Your heart’s in good hands with PromiseCare. The cardiologists at PromiseCare are among the best.
The cardiologists at PromiseCare provide diagnosis, treatment and coordination of patient care with primary care physicians and surgeons using their expertise in all types of cardiovascular diseases and underlying conditions. We offer comprehensive heart care services to you and your family across Riverside County – from Temecula to Riverside – via the latest in medical technology, making our team of experts available where and when you need them.
PromiseCare diagnoses and treats the following conditions:
A PromiseCare cardiologist also assists patients in managing, reducing or eliminating heart disease risk factors, such as high blood pressure, high cholesterol, and diabetes.
Transplanting a heart involves removing the diseased heart from a patient and replacing it with a healthy one from an organ donor.
Two or more healthcare providers must declare the donor brain-dead before removing the heart.
A heart transplant is not for everyone.
A transplant team reviews the evaluation due to the wide range of information needed to determine if a person is eligible for transplant.

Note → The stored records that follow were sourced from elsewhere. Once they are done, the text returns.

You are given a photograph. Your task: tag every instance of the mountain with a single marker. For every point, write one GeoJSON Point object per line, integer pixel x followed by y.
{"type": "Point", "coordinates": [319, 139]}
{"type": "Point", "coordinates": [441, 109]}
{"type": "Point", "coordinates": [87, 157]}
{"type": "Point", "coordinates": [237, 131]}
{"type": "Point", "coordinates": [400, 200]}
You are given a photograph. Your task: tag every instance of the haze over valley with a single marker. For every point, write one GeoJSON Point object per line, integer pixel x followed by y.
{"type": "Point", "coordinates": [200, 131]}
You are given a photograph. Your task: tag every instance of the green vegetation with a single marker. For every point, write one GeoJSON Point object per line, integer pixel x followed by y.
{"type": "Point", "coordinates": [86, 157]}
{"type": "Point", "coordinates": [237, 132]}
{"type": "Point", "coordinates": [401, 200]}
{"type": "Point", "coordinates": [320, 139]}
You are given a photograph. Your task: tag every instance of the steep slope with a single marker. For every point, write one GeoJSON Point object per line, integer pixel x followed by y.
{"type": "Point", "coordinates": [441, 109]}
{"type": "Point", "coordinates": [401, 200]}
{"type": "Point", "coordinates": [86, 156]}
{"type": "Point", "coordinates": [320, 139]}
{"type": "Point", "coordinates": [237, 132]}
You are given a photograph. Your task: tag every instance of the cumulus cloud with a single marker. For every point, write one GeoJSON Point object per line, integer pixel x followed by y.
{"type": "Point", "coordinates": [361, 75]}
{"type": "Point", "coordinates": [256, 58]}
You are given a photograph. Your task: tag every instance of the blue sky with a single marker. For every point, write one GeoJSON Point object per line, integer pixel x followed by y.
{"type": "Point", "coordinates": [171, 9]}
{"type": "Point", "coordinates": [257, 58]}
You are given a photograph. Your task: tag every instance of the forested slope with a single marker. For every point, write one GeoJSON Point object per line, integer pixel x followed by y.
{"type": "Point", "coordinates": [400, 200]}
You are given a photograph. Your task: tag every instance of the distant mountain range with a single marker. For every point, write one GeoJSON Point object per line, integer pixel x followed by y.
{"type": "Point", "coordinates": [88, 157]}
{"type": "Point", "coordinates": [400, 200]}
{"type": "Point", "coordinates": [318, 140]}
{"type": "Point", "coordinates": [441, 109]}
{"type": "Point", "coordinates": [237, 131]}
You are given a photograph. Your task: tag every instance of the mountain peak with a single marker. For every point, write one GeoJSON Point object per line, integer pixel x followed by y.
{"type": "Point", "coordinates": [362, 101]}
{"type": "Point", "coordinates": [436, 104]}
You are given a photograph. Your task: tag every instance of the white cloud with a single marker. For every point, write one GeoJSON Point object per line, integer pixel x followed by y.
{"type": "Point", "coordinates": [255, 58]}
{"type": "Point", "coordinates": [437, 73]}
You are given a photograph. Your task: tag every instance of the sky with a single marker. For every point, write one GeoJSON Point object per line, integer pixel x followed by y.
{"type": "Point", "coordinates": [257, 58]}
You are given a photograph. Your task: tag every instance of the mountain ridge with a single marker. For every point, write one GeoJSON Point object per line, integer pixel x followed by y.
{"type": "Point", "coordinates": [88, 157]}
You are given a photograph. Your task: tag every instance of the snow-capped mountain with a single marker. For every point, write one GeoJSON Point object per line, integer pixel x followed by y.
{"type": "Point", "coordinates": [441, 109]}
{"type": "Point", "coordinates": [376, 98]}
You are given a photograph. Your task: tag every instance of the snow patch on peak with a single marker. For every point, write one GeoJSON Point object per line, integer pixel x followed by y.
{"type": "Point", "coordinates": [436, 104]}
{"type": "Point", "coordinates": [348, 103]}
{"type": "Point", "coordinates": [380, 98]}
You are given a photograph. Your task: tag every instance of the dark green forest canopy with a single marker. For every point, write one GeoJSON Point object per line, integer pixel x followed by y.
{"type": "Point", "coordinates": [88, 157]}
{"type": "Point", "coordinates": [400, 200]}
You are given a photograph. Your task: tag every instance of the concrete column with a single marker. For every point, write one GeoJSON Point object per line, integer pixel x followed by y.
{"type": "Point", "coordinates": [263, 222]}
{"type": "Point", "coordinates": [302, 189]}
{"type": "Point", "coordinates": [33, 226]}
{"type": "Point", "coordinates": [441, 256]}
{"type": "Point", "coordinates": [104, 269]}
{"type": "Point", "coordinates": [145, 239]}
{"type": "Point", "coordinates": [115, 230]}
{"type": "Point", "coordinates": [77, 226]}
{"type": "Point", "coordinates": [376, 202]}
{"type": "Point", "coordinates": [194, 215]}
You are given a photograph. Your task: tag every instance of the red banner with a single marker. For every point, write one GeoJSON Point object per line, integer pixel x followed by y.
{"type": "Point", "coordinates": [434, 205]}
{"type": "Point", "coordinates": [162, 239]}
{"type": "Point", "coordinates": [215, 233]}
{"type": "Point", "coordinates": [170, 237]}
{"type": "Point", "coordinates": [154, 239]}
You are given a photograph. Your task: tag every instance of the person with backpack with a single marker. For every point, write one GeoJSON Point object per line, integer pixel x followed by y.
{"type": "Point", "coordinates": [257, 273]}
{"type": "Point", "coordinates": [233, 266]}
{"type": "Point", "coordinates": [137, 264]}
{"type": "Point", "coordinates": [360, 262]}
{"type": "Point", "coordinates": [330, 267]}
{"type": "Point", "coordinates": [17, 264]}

An organ transplant team consists of a transplant surgeon, a transplant cardiologist (a doctor specializing in treating the heart), nurse practitioners or physician assistants, one or more transplant nurses, a social worker, and a psychiatrist or psychologist.
Other members of the team may include a dietitian, a chaplain, a hospital administrator, and an anesthesiologist (a doctor who uses medicines to keep you asleep during surgery).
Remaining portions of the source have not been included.